Basics of Multithreading


In today era, we have multi-core processor in our computer systems. User expectations also rise which result to application are becoming more and more complex. To take full advantage of multi-core computing systems, we need application that use multiple thread.

Understanding threads

Suppose our computer has only one CPU, i.e., capable of executing only one operation at a time. Now, let if the CPU has to execute a task that takes a long time for e.g. connecting to the remote and downloading file, what would happen? All other operation would be paused, means that whole machine appear unresponsive to the user. Things get even worse when that long-running operation contains a bug so it never ends. As the whole machine is unresponsive, the only thing we can do is restart the machine.

To avoid this problem, the thread is used. In current operating systems, each application runs in its own process. A process differentiate an application from other applications by giving it its own virtual memory and by ensuring that different processes can’t influence each other. Each process runs in its own thread. A thread is something like a virtualized CPU. If an application crashes or hits an infinite loop, only the application’s process is affected.

How Threading Works

A thread scheduler managed internally Multithreading, a function the CLR typically delegates to the operating system. A thread scheduler ensures all active threads are allocated appropriate execution time, and that threads that are waiting or blocked (for e.g., on user input) do not consume CPU time.

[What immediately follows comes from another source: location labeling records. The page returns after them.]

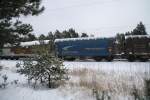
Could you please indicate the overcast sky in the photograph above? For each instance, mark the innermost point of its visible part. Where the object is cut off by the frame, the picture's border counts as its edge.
(98, 17)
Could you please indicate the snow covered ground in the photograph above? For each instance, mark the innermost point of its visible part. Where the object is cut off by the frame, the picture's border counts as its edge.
(117, 76)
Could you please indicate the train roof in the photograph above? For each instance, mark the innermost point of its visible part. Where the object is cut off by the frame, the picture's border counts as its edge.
(30, 43)
(82, 38)
(137, 36)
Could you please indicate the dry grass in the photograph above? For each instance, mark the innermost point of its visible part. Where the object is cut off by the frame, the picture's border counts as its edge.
(113, 82)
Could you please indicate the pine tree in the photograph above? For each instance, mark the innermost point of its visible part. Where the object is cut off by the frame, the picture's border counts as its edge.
(44, 67)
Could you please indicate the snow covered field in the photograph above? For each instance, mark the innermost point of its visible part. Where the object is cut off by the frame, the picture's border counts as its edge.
(118, 77)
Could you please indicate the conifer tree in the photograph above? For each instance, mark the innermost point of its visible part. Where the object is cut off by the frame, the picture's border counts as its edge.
(44, 67)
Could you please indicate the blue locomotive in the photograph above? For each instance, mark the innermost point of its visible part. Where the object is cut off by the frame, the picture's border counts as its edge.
(96, 48)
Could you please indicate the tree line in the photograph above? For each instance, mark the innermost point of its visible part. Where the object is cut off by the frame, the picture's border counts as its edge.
(120, 37)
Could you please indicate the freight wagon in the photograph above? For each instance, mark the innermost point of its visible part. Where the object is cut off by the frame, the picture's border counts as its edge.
(137, 47)
(96, 48)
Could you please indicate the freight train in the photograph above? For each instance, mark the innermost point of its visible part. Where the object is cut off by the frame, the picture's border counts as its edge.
(135, 47)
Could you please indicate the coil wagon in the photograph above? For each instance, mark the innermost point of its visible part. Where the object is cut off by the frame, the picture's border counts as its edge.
(96, 48)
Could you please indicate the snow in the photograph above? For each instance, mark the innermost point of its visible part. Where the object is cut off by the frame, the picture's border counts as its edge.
(117, 72)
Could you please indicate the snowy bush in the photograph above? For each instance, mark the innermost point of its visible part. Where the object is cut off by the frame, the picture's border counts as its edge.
(1, 67)
(44, 68)
(4, 83)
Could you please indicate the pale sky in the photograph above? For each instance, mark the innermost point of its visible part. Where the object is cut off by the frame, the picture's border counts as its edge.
(98, 17)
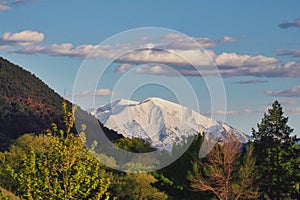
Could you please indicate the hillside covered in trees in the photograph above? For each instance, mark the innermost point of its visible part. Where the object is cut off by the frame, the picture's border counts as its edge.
(28, 105)
(52, 161)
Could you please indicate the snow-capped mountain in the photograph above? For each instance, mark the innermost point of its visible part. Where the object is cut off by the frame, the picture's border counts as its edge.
(160, 122)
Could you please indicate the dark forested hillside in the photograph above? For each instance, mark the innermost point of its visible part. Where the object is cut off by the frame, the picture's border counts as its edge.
(26, 103)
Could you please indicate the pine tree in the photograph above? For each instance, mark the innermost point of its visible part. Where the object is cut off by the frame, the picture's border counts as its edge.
(275, 156)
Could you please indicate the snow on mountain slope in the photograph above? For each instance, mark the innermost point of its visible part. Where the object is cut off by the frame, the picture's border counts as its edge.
(160, 122)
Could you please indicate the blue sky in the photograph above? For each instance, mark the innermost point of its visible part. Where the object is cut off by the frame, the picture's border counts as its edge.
(255, 44)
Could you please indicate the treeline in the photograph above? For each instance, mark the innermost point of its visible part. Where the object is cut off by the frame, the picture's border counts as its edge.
(56, 165)
(27, 100)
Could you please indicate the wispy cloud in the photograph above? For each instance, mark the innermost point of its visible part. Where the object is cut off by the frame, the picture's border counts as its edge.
(292, 111)
(7, 5)
(23, 38)
(180, 42)
(292, 92)
(251, 82)
(287, 24)
(66, 49)
(4, 7)
(293, 53)
(99, 92)
(289, 102)
(123, 68)
(231, 112)
(174, 51)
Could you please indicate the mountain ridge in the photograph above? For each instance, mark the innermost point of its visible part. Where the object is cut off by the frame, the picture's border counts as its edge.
(160, 122)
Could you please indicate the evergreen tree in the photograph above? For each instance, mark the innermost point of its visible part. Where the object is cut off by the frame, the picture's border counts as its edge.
(276, 155)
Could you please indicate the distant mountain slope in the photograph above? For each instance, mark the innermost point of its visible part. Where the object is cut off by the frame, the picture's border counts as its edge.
(160, 122)
(27, 104)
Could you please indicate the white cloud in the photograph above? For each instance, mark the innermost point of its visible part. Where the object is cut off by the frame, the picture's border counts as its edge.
(66, 49)
(292, 92)
(287, 24)
(156, 69)
(289, 102)
(251, 82)
(231, 112)
(180, 42)
(4, 7)
(294, 53)
(293, 110)
(175, 51)
(123, 68)
(99, 92)
(103, 92)
(23, 38)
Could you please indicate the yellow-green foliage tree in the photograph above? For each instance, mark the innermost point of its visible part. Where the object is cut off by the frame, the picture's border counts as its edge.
(63, 169)
(225, 174)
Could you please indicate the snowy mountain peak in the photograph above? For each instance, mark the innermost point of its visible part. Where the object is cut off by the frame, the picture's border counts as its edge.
(160, 122)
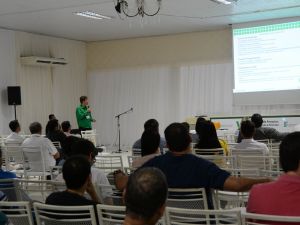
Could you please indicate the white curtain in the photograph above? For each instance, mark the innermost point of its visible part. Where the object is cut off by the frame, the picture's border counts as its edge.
(166, 93)
(47, 90)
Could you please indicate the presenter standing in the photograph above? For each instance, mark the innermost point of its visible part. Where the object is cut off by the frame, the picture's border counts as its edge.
(84, 115)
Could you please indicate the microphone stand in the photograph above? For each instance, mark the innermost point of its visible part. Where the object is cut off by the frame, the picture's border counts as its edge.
(119, 128)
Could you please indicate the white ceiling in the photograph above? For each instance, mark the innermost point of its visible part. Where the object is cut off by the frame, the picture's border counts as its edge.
(56, 18)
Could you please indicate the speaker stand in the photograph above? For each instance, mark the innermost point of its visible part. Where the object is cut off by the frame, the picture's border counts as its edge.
(15, 108)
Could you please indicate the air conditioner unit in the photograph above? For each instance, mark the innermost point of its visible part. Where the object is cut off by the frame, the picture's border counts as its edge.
(42, 61)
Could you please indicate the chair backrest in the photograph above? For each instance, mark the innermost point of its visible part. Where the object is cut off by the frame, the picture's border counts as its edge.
(131, 159)
(36, 190)
(260, 219)
(17, 212)
(10, 189)
(136, 152)
(56, 144)
(58, 215)
(90, 135)
(109, 194)
(229, 199)
(35, 161)
(109, 163)
(12, 155)
(189, 198)
(108, 214)
(179, 216)
(213, 151)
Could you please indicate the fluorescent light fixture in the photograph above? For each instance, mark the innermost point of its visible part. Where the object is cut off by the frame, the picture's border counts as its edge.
(225, 2)
(92, 15)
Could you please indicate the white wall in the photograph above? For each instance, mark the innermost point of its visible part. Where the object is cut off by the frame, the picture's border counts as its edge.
(7, 77)
(44, 90)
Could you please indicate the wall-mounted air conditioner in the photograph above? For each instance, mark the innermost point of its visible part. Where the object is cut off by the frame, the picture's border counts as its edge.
(42, 61)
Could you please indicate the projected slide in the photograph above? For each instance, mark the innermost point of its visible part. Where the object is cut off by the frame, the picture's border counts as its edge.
(267, 58)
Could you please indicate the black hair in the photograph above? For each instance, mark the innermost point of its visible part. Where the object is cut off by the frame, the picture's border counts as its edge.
(207, 134)
(82, 99)
(76, 170)
(51, 117)
(52, 125)
(257, 120)
(247, 129)
(35, 128)
(14, 125)
(146, 192)
(65, 126)
(187, 126)
(151, 125)
(289, 152)
(177, 137)
(83, 147)
(149, 142)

On a single-processor computer, a thread scheduler performs process scheduling— rapidly switching execution between each of the active threads. Under Windows, a time-slice is typically in the tens-of milliseconds region.

On a multi-processor computer, multithreading is implemented with a mixture of process scheduling and genuine concurrency, where different threads run code simultaneously on different CPUs.

Threads vs Processes


  • An executing instance of a program is called a process.
  • Some operating systems use the term ‘task‘ to refer to a program that is being executed.
  • A process is always stored in the main memory also termed as the primary memory or random access memory.
  • Therefore, a process is termed as an active entity. It disappears if the machine is rebooted.
  • Several process may be associated with a same program.
  • On a multiprocessor system, multiple processes can be executed in parallel.
  • On a uni-processor system, though true parallelism is not achieved, a process scheduling algorithm is applied and the processor is scheduled to execute each process one at a time yielding an illusion of concurrency.
  • Example: Executing multiple instances of the ‘Calculator’ program. Each of the instances are termed as a process.


  • A thread is a subset of the process.
  • It is termed as a ‘lightweight process’, since it is similar to a real process but executes within the context of a process and shares the same resources allotted to the process by the kernel (See for more info on the term ‘kernel’).
  • Usually, a process has only one thread of control – one set of machine instructions executing at a time.
  • A process may also be made up of multiple threads of execution that execute instructions concurrently.
  • Multiple threads of control can exploit the true parallelism possible on multiprocessor systems.
  • On a uni-processor system, a thread scheduling algorithm is applied and the processor is scheduled to run each thread one at a time.
  • All the threads running within a process share the same address space, file descriptors, stack and other process related attributes.
  • Since the threads of a process share the same memory, synchronizing the access to the shared data withing the process gains unprecedented importance.

Threading’s Uses

Maintaining a responsive UI

By running time-consuming tasks on a parallel “worker” thread, the main UI thread is free to continue processing keyboard and mouse events.

Parallel programming

Code that performs intensive calculations can execute faster on multicore or multiprocessor computers if the workload is shared among multiple threads in a “divide-and-conquer” strategy.

Speculative execution

On multicore machines, you can sometimes improve performance by predicting something that might need to be done, and then doing it ahead of time.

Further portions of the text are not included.